Specifying resources in Slurm
When submitting a job request to Slurm, you need to specify which resources your job will need. The full list of options here can be found in the Slurm sbatch page, but there are a lot of options that you will never need. This page summarises the key options you may want to play with on M3.
Quick example
Here is an example sbatch
command to run a script called my-script.slurm
with 1 hour, 16 GB memory, and 8 CPUs:
sbatch --time=1:00:00 --mem=16G --cpus-per-task-8 my-script.slurm
In general, an sbatch
command always looks like:
sbatch [OPTIONS...] SCRIPT
where you can provide as many valid options as you want before placing the script's name at the very end.
Change your job's name
--job-name="Some interesting name"
Maximum time limit for your job
Specify the maximum time that your job might need. You must set this large enough such that your job is guaranteed to finish within the time limit. If your job is still running beyond this time limit, it will be automatically killed. However, a longer --time
may lead to your job being in the queue for longer. It is up to you to set an appropriate --time
to minimise your queuing time while guaranteeing that your job does not get terminated early.
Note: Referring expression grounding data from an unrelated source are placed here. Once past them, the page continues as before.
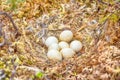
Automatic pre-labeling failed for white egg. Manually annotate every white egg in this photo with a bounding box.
[59,30,73,42]
[60,48,75,58]
[59,41,69,49]
[45,36,58,47]
[47,50,62,61]
[70,40,82,52]
[49,43,60,50]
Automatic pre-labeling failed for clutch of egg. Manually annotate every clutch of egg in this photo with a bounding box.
[45,30,83,61]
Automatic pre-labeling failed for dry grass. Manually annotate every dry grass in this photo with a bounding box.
[0,0,120,80]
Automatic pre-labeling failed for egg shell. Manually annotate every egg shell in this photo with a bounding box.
[70,40,82,52]
[49,43,60,50]
[59,41,69,49]
[47,50,62,61]
[59,30,73,42]
[60,48,75,58]
[45,36,58,47]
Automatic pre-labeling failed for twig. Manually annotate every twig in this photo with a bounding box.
[0,23,5,47]
[0,12,19,36]
[0,70,6,80]
[18,65,42,72]
[98,0,111,6]
[0,12,20,47]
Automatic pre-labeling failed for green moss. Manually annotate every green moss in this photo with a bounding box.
[0,61,5,69]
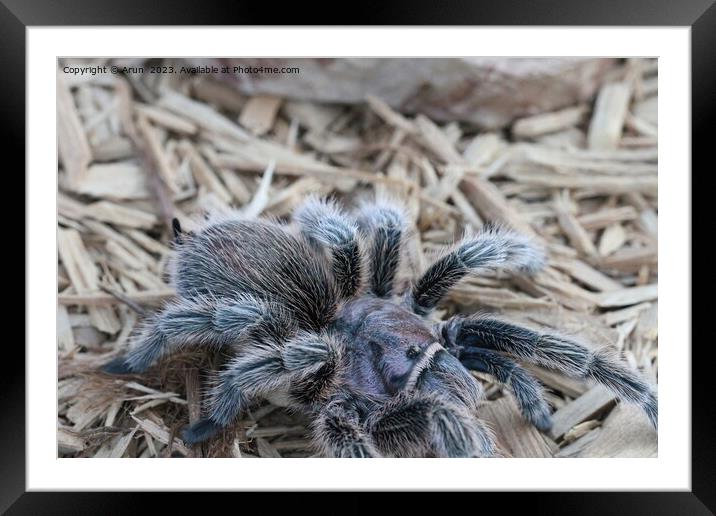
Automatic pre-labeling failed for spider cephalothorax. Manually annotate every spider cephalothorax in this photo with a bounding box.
[103,196,657,457]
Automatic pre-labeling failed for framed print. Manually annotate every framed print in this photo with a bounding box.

Acceptable time formats include "minutes", "minutes:seconds", "hours:minutes:seconds", "days-hours", "days-hours:minutes" and "days-hours:minutes:seconds".
Ask for 15 minutes:
--time=15
Ask for 1 hour, 30 minutes:
--time=1:30:00
Ask for 2 days, 12 hours:
--time=2-12:00:00
Memory
Slurm offers multiple options for configuring memory. The only ones you'll need are:
- --mem: memory per node.
- --mem-per-cpu: memory per CPU.
If your job only uses one node, then use --mem
to specify the total memory. E.g. to ask for 64 GB of memory (per node):
--mem=64G
To ask for 512 MB of memory (per node):
--mem=512M
Perhaps you are using MPI to run multiple tasks in parallel. In this case, you may not care so much about the total memory available, but rather how much memory each individual CPU should have. To ensure each CPU has 4 GB memory:
--mem-per-cpu=4G
Number of CPUs
Slurm distinguishes between CPUs, cores, and sockets. You are probably best off only ever thinking in terms of CPUs. If you're curious, see this StackOverflow post for a quick summary of these terms.
If you just want 8 CPUs for a particular job:
--cpus-per-task=8
Note you should only ask for multiple CPUs if the program you are running will actually use them! Some programs do not have any multithreading or multiprocessing and so cannot use more than one CPU at a time.
If you are using MPI, then Slurm lets you specify the number of MPI tasks and the number of CPUs per task. For example, the below asks for 6 tasks, with 2 CPUs per task, giving a total of 12 CPUs for your job:
--ntasks=6 --cpus-per-task=2
Be careful specifying lots of CPUs. If you ask for more CPUs than can be provided by a single node, you will need to specify --nodes=2
(or greater!). Not only will this take a long time for the job to even start, but the communication between two nodes will be slower than communications within a single node, so it might actually be faster for you to just ask for all of the CPUs on a single node.
GPUs
You can specify both the number and (optionally) the type of GPUs you want. This generally involves setting --gres
and --partition
. See GPUs on M3 for details.
Partitions and Quality of Service (QoS)
See Partitions and Quality of Service (QoS).
Getting emails
You can ask for an email to be sent at different stages of your job's lifecycle. Set --mail-user to your email address:
--mail-user=my-email@monash.edu
You also need to specify which events should trigger an email. See the --mail-type
documentation for all the options, but for simplicity, you can just ask for emails for all events with:
--mail-type=ALL
Changing the output files
By default, Slurm saves all of the output of your job (that would ordinarily be printed to the terminal) to a single file called:
slurm-<JOBID>.out
where <JOBID>
is the number corresponding to your job's ID. This file will be placed in whichever directory you ran sbatch
from. You can change this by specifying --output
. You can optionally redirect all error output using --error
. Read the linked Slurm docs for more details.
Despite its name, the --error
option does not guarantee that all error messages from a program will be directed to the specified file. If you suspect errors have occurred, be sure to check all of your job's output files for warnings and error messages.